Der Rettungs- und Intensivtransporthubschrauber, besetzt mit Pilot, Notärztin oder Notarzt und Rettungsassistentin oder Rettungsassistent, ist eine zentrale Ergänzung des bodengebundenen Rettungsdienstes. Immer wichtiger als der sogenannte Primäreinsatz, bei dem der Hubschrauber unmittelbar an der Notfallstelle eingesetzt wird und die Notfallpatientin oder den Notfallpatienten sofort in ein geeignetes Krankenhaus fliegt, wird inzwischen angesichts der fortlaufenden Spezialisierung der Krankenhäuser und der Konzentration bestimmter Behandlungsmethoden auf wenige Kliniken der sogenannte Sekundärtransport. Ein Patient, der eine spezielle Versorgung benötigt, wird aus einem Krankenhaus in eine Spezialklinik verlegt, die für die jeweils erforderliche medizinische Behandlung ausgestattet ist. Solche Verlegungen erfolgen sehr oft unter intensivmedizinischen Bedingungen, meist mit dem Intensivtransporthubschrauber Christoph Brandenburg der ADAC-Luftrettung gGmbH (Typ Eurocopter EC 145) mit Standort in Senftenberg.

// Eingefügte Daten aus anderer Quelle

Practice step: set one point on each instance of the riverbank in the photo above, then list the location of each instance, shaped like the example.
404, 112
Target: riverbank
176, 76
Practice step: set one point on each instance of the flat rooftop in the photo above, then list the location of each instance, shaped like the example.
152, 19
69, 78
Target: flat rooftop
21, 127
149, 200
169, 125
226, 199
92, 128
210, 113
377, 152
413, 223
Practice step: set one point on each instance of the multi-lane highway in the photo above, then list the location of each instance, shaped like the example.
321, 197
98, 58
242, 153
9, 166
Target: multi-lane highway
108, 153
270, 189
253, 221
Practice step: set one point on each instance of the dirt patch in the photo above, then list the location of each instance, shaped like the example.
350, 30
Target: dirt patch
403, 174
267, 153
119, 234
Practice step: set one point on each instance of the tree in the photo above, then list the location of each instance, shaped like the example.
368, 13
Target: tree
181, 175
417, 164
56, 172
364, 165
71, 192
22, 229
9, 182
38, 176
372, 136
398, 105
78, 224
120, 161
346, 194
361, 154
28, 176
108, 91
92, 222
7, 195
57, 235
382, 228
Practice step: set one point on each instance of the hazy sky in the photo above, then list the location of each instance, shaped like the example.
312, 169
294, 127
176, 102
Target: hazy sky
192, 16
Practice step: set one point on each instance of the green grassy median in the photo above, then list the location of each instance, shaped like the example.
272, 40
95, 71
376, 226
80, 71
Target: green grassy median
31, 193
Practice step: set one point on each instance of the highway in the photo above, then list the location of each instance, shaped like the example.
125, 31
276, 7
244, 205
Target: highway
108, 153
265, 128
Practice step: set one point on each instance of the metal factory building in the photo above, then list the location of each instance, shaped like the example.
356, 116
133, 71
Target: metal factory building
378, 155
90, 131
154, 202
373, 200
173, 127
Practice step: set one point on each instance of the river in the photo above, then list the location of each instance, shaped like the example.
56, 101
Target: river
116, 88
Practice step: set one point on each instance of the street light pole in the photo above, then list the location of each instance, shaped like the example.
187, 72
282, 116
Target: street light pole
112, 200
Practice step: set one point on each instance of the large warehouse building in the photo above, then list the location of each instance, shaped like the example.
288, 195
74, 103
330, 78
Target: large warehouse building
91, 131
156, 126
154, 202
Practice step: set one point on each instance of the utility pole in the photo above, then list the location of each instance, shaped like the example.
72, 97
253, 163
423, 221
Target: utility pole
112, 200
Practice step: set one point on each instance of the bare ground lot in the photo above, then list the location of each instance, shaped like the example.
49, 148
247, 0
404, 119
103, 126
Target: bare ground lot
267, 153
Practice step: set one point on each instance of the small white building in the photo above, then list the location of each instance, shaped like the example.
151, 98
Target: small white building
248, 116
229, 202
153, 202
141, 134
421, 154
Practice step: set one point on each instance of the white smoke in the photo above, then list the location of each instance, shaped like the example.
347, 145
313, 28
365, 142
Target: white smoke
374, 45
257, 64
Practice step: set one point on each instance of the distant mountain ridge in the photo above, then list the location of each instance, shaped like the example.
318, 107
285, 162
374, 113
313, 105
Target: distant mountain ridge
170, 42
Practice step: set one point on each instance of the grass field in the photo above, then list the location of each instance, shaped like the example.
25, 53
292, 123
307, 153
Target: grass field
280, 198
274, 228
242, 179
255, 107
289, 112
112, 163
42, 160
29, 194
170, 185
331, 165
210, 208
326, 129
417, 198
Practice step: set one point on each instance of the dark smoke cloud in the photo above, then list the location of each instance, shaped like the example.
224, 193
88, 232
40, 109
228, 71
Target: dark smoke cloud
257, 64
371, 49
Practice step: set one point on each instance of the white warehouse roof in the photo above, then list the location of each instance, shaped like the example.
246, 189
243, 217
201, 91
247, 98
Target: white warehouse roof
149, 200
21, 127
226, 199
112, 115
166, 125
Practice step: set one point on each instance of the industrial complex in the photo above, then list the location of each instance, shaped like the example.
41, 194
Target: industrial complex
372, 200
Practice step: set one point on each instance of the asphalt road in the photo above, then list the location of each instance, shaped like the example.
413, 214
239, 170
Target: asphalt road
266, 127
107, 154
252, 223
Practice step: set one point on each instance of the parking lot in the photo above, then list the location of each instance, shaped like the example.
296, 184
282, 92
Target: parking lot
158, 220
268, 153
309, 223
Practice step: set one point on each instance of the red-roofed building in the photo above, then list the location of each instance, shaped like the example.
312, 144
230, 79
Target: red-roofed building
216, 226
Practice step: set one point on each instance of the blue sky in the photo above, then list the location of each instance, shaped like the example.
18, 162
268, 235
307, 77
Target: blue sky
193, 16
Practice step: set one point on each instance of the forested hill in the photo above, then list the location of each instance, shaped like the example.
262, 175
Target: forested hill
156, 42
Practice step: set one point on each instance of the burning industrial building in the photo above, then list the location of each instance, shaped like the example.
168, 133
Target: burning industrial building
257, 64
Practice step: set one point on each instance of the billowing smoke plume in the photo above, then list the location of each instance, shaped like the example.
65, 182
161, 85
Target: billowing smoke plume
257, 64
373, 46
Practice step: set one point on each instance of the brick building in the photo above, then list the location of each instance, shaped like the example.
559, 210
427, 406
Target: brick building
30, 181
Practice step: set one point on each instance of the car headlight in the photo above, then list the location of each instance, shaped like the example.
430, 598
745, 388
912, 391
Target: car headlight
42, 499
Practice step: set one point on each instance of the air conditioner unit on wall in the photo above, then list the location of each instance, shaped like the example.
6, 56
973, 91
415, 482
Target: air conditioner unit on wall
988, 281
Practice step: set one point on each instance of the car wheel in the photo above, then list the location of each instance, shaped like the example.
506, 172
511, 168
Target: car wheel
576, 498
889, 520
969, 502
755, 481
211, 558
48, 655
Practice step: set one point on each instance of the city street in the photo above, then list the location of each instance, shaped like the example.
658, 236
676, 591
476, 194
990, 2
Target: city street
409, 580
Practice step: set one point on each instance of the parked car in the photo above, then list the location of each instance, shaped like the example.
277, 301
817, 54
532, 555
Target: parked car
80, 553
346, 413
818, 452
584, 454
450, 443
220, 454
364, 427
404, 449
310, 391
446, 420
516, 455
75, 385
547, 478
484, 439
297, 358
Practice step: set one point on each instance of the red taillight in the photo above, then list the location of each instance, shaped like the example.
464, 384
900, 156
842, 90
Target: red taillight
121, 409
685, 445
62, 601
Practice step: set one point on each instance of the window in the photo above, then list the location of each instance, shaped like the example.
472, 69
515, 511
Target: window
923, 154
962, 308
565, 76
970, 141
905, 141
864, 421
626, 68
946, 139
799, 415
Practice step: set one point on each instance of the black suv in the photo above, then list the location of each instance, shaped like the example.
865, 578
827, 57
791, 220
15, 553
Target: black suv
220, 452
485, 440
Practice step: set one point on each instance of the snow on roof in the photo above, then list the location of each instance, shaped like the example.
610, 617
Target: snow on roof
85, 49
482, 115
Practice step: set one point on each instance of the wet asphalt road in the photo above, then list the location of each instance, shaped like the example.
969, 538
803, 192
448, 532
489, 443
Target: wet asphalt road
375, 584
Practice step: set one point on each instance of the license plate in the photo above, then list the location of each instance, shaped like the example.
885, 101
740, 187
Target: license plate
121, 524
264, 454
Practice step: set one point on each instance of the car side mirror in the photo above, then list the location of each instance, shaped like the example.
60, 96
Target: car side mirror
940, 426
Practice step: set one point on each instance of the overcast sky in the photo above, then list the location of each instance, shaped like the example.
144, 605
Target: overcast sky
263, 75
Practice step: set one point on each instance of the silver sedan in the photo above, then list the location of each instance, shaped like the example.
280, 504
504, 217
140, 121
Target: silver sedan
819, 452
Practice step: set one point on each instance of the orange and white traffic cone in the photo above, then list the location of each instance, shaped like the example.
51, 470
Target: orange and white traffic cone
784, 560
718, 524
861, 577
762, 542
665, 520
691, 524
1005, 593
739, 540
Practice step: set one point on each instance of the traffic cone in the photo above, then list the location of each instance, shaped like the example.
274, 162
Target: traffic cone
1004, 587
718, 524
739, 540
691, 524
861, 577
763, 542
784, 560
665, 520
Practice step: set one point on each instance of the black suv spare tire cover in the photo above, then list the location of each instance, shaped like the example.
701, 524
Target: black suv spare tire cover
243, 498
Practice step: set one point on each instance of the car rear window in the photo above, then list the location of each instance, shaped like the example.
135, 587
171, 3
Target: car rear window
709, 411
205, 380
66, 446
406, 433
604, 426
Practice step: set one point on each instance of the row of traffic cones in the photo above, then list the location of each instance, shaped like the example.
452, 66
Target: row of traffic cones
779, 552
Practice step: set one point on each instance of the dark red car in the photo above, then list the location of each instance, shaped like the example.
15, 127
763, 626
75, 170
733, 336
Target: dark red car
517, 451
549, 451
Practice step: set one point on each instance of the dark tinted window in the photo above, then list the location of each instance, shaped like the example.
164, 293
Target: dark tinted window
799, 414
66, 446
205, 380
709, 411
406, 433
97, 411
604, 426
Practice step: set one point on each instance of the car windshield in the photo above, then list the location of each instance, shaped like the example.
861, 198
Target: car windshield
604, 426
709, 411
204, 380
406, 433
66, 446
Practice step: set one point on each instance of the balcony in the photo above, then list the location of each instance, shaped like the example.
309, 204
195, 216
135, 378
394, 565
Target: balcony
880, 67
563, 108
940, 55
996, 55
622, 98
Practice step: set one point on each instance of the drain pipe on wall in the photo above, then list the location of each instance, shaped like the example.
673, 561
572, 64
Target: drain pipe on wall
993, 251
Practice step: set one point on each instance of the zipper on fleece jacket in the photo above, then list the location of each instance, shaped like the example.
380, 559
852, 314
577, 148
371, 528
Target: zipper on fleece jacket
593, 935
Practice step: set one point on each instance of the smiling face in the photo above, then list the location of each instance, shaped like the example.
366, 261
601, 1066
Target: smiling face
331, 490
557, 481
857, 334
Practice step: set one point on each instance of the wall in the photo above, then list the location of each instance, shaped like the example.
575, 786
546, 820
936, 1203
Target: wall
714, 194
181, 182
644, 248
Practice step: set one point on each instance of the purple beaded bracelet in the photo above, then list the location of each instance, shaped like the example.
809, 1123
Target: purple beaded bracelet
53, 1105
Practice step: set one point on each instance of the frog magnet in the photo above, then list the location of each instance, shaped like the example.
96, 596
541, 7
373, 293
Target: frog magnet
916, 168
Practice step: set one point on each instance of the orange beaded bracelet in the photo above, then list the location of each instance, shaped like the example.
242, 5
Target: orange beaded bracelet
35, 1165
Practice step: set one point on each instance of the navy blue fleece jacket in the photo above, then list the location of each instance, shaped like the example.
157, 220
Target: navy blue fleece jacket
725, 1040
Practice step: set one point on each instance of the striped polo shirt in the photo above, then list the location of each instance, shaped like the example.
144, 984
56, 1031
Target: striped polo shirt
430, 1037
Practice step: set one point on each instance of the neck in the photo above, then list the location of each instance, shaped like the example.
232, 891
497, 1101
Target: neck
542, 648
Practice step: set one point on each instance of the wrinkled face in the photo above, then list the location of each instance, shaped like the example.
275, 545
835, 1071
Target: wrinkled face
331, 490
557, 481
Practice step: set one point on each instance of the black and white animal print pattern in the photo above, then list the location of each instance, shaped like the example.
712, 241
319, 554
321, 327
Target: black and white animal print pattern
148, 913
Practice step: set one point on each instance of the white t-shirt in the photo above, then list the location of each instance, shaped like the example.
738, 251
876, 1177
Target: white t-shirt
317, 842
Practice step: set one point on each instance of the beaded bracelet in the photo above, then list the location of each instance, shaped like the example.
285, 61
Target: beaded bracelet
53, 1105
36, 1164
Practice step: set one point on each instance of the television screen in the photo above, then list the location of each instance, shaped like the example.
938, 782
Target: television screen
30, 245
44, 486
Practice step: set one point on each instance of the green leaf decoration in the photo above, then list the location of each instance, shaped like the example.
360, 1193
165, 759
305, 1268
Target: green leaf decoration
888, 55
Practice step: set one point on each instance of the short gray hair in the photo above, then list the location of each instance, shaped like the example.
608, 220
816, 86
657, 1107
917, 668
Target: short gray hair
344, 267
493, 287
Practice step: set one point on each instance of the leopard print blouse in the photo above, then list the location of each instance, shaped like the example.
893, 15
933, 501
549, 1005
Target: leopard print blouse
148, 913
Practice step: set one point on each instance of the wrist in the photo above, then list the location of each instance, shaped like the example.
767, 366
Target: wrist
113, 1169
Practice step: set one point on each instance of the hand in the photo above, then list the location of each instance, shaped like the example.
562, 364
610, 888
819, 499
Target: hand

In Brandenburg setzen die ADAC Luftrettung gGmbH in Senftenberg und Perleberg, die DRF Stiftung Luftrettung gAG inAngermünde und Bad Saarow sowie die Bundespolizei in Brandenburg an der Havel als Rettungshubschrauber Eurocopter EC 135 ein.

 

Rechtsgrundlagen


Auf Basis des Brandenburgischen Rettungsdienstgesetzes konkretisiert die Verordnung über den Landesrettungsdienstplan bestimmte Anforderungen des Gesetzes, z. B. an das im Rettungsdienst einzusetzende Personal, die Rettungsfahrzeuge oder die Standorte des Luftrettungsdienstes.
Für den Luftrettungsdienst hat das Ministerium eine Dienstanweisung für den Einsatz von Rettungshubschraubern und Verlegungshubschraubern im Land Brandenburg erlassen.

Rettungsdienstgesetz 

Verordnung über den Landesrettungsdienstplan  (Landesrettungsdienstplanverordnung - LRDPV)

 

Finanzierung des Rettungsdienstes

Ein wirksamer Rettungsdienst wäre ohne eine ausreichende finanzielle Grundlage nicht möglich. Das Land, die Landkreise und kreisfreien Städte haben auf Grund des Brandenburgischen Rettungsdienstgesetzes die Investitionen für die technische Ausstattung sowie die bauliche Unterbringung der Rettungsleitstellen, Rettungswachen und Notarztstandorte, die Beschaffung und Ausrüstung der Einsatzfahrzeuge sicherzustellen und die Personalkosten zunächst zu tragen. Die Kosten für die Regionalleistellen werden durch den Rettungsdienst zu ca. 60 Prozent übernommen, den verbleibenden Teil teilen sich Feuerwehr und Katastrophenschutz.

Für die Leistungen des Rettungsdienstes werden von den Trägern kostendeckende Benutzungsgebühren erhoben, die für die Patienten von den Krankenkassen übernommen werden.